Eyewitness News Exclusive
August 5, 2009 10:01:42 PM PDT
Police officers dread internal reviews and this one is especially difficult for the Jersey City Police department. They are still mourning a fallen officer, but they are also now facing tough questions whether commanders made tactical errors as they carried out the operation.

"It was a bloodbath." That is how some witnesses described the shootout between two violent suspects and the Jersey City police officers who responded to the scene.

On July 16, there was a barrage of gunfire at Reed and Bergen Avenue. When the smoke cleared the two suspects were dead, and five officers were shot, one of them fatally.

Officer Marc DiNardo was a husband and father of three young children.

Jersey City's police chief tells me his department is close to releasing the results of an internal review.

The review comes amid a growing chorus of criticism that tactical errors may have been made.

"Tactically no.

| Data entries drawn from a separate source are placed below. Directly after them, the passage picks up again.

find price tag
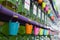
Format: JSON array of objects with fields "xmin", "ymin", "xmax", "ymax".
[
  {"xmin": 24, "ymin": 0, "xmax": 30, "ymax": 10},
  {"xmin": 42, "ymin": 12, "xmax": 44, "ymax": 20},
  {"xmin": 38, "ymin": 8, "xmax": 41, "ymax": 18},
  {"xmin": 33, "ymin": 5, "xmax": 37, "ymax": 15}
]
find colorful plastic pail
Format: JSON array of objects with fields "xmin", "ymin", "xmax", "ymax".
[
  {"xmin": 50, "ymin": 16, "xmax": 54, "ymax": 21},
  {"xmin": 42, "ymin": 2, "xmax": 46, "ymax": 9},
  {"xmin": 38, "ymin": 0, "xmax": 43, "ymax": 4},
  {"xmin": 47, "ymin": 10, "xmax": 51, "ymax": 14},
  {"xmin": 26, "ymin": 24, "xmax": 33, "ymax": 34},
  {"xmin": 9, "ymin": 21, "xmax": 19, "ymax": 35},
  {"xmin": 49, "ymin": 12, "xmax": 53, "ymax": 17},
  {"xmin": 39, "ymin": 28, "xmax": 43, "ymax": 35},
  {"xmin": 44, "ymin": 29, "xmax": 47, "ymax": 35},
  {"xmin": 44, "ymin": 6, "xmax": 49, "ymax": 12},
  {"xmin": 34, "ymin": 26, "xmax": 40, "ymax": 35},
  {"xmin": 19, "ymin": 25, "xmax": 25, "ymax": 35}
]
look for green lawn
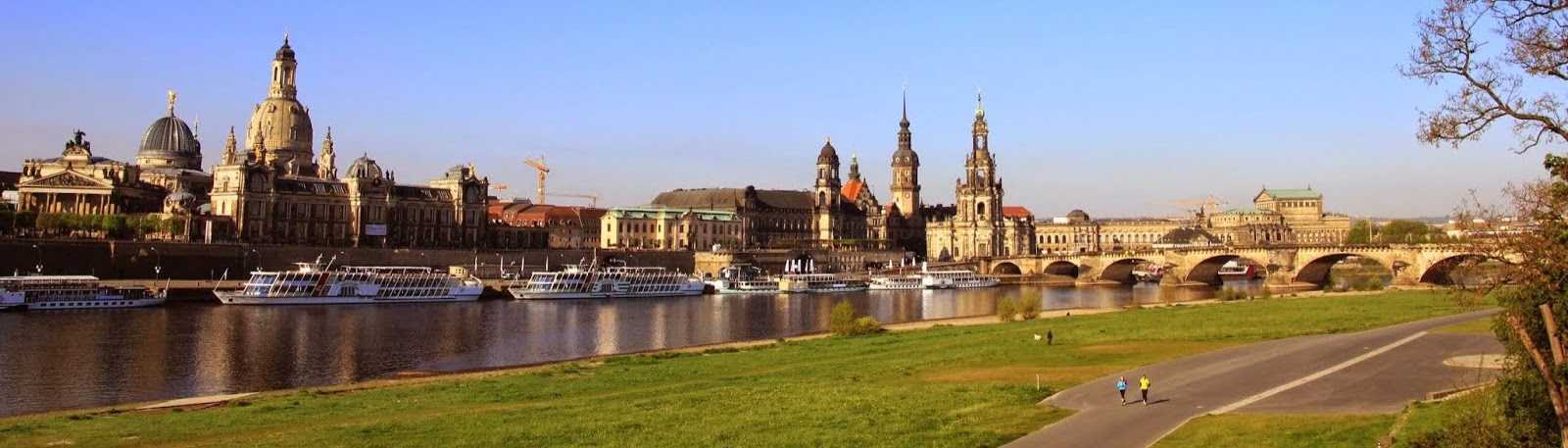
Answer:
[1154,414,1394,448]
[0,291,1480,446]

I do not believe there was any error," Chief Thomas Comey said. In this interview, initially the chief denied that mistakes had been made. He said that it's easy to second guess his commander's decisions.

But multiple independent law enforcement experts have told Eyewitness News the situation is typically handled differently.

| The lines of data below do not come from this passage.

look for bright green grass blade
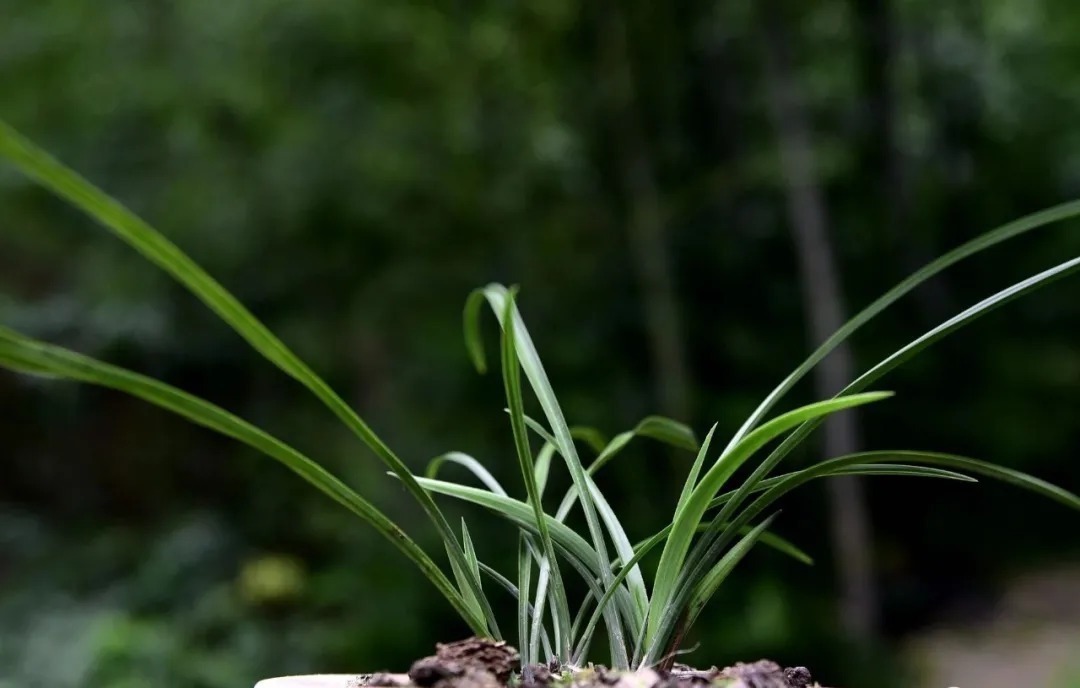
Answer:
[653,450,1080,650]
[643,392,890,647]
[480,562,552,664]
[672,514,777,649]
[424,451,507,496]
[675,423,718,518]
[720,258,1080,540]
[746,450,1080,518]
[634,416,698,453]
[461,289,487,374]
[517,532,537,666]
[0,327,485,633]
[450,518,484,618]
[725,200,1080,451]
[520,416,607,495]
[500,292,571,657]
[573,509,663,658]
[408,473,633,639]
[555,416,698,521]
[536,444,555,498]
[616,523,813,566]
[634,462,978,552]
[484,284,630,669]
[528,547,552,657]
[0,121,498,637]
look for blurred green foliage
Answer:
[0,0,1080,688]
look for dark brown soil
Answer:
[353,637,820,688]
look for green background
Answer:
[0,0,1080,688]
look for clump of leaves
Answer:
[0,123,1080,669]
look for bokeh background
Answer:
[0,0,1080,688]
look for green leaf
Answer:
[675,423,717,520]
[672,514,778,649]
[406,473,633,635]
[645,392,890,647]
[719,258,1080,533]
[725,201,1080,453]
[462,289,487,375]
[517,532,537,666]
[480,555,553,664]
[484,284,630,669]
[555,416,698,521]
[450,518,484,618]
[424,451,507,495]
[0,327,485,632]
[501,292,571,657]
[0,121,499,637]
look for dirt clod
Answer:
[365,637,816,688]
[784,666,813,688]
[408,657,465,688]
[522,664,551,688]
[408,637,519,688]
[719,660,791,688]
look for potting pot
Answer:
[255,674,380,688]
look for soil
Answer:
[350,637,820,688]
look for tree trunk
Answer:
[852,0,953,324]
[599,2,690,421]
[764,6,877,639]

On July 16th, the suspects were armed and obviously a threat, but they didn't have hostages. That raises a critical question. Did Jersey City Police rush into the building, putting too many lives at risk?

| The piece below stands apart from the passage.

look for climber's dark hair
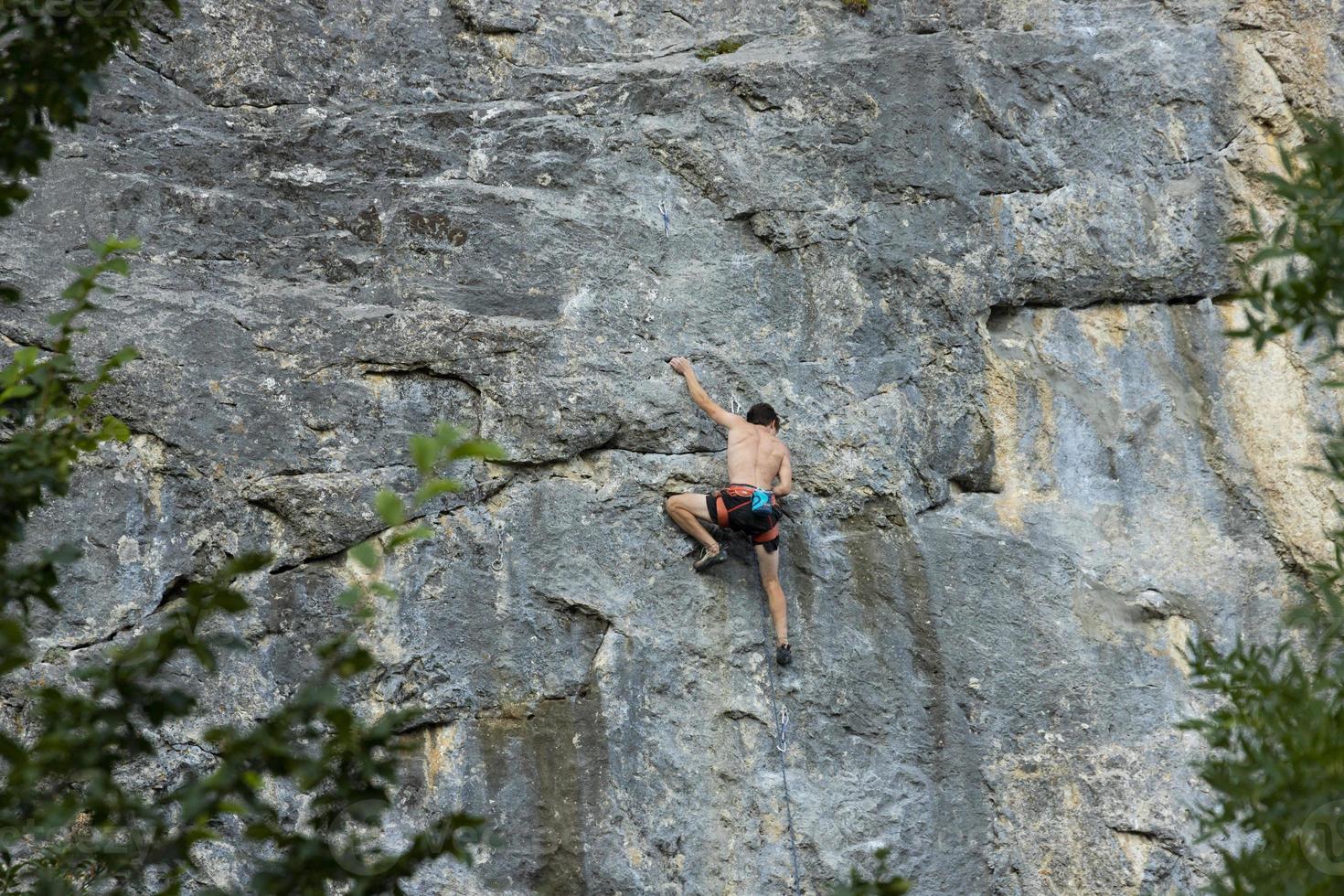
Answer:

Experts we consulted say police had two things working for them -- a safe distance from the suspects and, second and perhaps most importantly, time.

"Because time gives you everything. Time to clear your head, create a plan to secure the area, shut down basic needs, establish communications. Time and distance are the two things that are most important," said John Shane, who teaches at John Jay College of criminal justice.

Sources say The Jersey City Police internal review will focus on the actions of the officers and commanders from the beginning to the end of the shootout.

Although at first he told me tactical errors weren't made, in the same interview the chief backtracked.

"I would have to say, until I have all the information in hand, I'd be remiss if I said yes or no," Comey said.

Sources say the results of the review will soon be made public, perhaps answering critical questions about what happened on that tragic day.

Eyewitness News has learned that police have videotape of the early stages of the shootout.

They plan on releasing it. Sources say the video shows a gun battle between one of the officers and one of the suspects.

It is, they say, further evidence that they handled the situation the right way. One source said, "This wasn't a hostage situation. It was combat."